The U.S. Treasury Department in Washington, D.C., U.S. /CFP

Ruchir Sharma, chair of Rockefeller International, recently wrote on Financial Times that the crisis of capitalism is clear and present in the insidious ways overactive government is widening the key flaws of modern capitalism – slower growth, less fairly distributed.

Capitalism's premise, that limited government is a necessary condition for individual liberty and opportunity, has not been put into practice for decades, he said.

To work, capitalism needs a playing field on which the small and new have a chance to challenge old concentrations of wealth and power, he said, adding that as industries increasingly concentrate and decay, more and more U.S. towns and counties rely on one big employer. 

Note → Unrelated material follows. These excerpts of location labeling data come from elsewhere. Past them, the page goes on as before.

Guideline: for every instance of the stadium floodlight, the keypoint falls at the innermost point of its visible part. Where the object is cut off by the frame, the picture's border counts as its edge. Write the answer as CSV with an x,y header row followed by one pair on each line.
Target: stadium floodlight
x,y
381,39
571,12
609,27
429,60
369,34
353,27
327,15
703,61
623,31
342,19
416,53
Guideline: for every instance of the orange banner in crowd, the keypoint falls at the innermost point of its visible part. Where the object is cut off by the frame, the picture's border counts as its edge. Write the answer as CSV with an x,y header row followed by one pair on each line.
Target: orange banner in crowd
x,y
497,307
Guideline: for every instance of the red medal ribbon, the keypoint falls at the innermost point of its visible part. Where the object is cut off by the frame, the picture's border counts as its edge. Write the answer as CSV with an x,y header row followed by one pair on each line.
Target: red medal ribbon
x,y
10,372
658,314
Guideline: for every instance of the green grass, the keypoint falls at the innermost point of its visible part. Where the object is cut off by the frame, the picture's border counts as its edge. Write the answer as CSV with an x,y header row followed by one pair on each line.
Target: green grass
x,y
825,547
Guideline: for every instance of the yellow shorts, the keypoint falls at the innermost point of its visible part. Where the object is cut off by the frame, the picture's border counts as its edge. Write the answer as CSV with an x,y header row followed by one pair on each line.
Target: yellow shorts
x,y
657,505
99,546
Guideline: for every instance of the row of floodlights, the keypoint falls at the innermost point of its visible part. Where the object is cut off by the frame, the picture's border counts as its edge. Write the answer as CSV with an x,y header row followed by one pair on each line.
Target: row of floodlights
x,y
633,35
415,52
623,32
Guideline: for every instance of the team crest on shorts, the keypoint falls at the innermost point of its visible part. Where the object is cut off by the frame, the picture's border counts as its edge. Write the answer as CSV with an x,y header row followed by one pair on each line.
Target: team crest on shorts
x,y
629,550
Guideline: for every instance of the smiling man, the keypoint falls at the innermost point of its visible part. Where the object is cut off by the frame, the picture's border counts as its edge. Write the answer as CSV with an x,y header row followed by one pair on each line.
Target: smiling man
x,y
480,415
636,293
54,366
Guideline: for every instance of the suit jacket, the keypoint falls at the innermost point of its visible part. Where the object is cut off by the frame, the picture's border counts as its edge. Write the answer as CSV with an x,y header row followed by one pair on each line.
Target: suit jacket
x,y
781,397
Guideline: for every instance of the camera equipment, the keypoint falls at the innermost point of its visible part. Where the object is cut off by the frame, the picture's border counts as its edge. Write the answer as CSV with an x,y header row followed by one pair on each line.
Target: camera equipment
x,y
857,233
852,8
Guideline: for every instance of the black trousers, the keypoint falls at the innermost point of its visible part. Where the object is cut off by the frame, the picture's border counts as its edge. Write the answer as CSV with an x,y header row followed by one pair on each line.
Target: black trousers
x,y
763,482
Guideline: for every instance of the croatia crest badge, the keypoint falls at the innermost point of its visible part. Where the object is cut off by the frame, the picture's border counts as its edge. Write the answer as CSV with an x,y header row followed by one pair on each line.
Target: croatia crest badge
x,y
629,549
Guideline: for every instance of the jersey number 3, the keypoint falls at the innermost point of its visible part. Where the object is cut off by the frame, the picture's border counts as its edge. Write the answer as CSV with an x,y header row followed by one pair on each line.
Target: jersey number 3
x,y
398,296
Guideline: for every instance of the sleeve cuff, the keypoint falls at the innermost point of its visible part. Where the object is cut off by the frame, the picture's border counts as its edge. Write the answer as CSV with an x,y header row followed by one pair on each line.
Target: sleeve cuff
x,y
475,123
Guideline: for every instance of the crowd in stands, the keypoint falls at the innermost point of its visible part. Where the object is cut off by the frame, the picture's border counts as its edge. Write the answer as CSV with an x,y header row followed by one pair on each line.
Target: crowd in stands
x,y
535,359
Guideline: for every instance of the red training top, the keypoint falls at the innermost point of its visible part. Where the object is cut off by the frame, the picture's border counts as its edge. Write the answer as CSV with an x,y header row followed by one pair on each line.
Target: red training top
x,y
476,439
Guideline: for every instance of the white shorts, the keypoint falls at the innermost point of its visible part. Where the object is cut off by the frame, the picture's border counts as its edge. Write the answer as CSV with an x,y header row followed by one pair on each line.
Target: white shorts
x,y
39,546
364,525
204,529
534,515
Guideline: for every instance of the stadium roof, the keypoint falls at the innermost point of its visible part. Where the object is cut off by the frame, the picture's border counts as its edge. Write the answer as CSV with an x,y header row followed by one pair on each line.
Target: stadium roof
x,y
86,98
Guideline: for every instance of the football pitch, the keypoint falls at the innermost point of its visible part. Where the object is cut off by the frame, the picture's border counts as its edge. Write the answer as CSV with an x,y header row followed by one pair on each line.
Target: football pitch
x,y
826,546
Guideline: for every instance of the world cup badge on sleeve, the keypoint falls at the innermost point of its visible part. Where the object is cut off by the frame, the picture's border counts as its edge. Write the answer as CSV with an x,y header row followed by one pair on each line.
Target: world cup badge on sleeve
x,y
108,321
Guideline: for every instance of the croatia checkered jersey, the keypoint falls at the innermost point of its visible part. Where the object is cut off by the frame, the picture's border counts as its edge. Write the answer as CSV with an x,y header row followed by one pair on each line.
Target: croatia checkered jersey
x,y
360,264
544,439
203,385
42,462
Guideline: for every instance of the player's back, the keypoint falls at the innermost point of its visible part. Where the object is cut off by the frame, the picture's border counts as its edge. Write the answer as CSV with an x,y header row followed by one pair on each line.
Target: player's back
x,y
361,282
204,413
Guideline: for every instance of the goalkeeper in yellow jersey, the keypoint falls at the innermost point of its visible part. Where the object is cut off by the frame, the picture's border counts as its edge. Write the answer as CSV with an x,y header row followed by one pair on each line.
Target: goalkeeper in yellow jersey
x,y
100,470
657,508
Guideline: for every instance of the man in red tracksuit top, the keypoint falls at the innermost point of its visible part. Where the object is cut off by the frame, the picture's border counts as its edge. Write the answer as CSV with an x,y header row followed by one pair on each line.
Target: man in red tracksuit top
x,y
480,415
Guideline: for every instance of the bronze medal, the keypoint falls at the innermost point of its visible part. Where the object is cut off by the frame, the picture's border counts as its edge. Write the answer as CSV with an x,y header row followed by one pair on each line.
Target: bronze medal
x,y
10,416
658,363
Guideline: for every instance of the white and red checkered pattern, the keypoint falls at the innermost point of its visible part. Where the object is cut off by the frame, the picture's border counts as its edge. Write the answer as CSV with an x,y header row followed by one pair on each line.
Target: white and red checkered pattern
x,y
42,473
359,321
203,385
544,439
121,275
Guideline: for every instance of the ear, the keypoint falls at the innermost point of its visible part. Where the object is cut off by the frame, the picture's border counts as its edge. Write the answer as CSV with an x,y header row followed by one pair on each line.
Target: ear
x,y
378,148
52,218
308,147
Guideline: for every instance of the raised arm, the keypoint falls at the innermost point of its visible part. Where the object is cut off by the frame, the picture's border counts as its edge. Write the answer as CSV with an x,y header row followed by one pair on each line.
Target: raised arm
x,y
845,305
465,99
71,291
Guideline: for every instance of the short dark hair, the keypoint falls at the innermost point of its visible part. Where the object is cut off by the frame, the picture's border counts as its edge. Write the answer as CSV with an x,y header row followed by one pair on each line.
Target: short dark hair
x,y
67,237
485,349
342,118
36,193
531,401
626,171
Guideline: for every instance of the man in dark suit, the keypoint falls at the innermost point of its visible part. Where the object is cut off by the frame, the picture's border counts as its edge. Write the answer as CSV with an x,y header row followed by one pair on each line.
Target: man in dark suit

Before 1980, Americans were two times more likely to move between states and 25 percent more likely to switch jobs in the same industry than they are today, he noted.

"Throughout, income inequality has been widening, but since 2000 this trend is no longer explained mainly by the rise of chief executives, making multiples more than their own employees. It flows from the rise of superstar companies such as Google, where all employees are making more than all their peers at weaker companies," Sharma said.

The investor added that capitalism has arguably gone more wrong in Europe, where the state has been quicker to rescue and regulate and growth in productivity and average incomes has slowed more than in the U.S.

"Now, however, the two sides of the Atlantic may be swapping places." Under President Joe Biden, the U.S. has become an extreme outlier, with deficits and debt on track to set records and grow much faster than those of its peers, he pointed out.

"Today's policymakers are status quoists, indulging the same old impulse to rescue, regulate and spend, and hoping for better results. Instead, they are likely to get the same results: gravy days for markets and billionaires, not society as a whole," he said.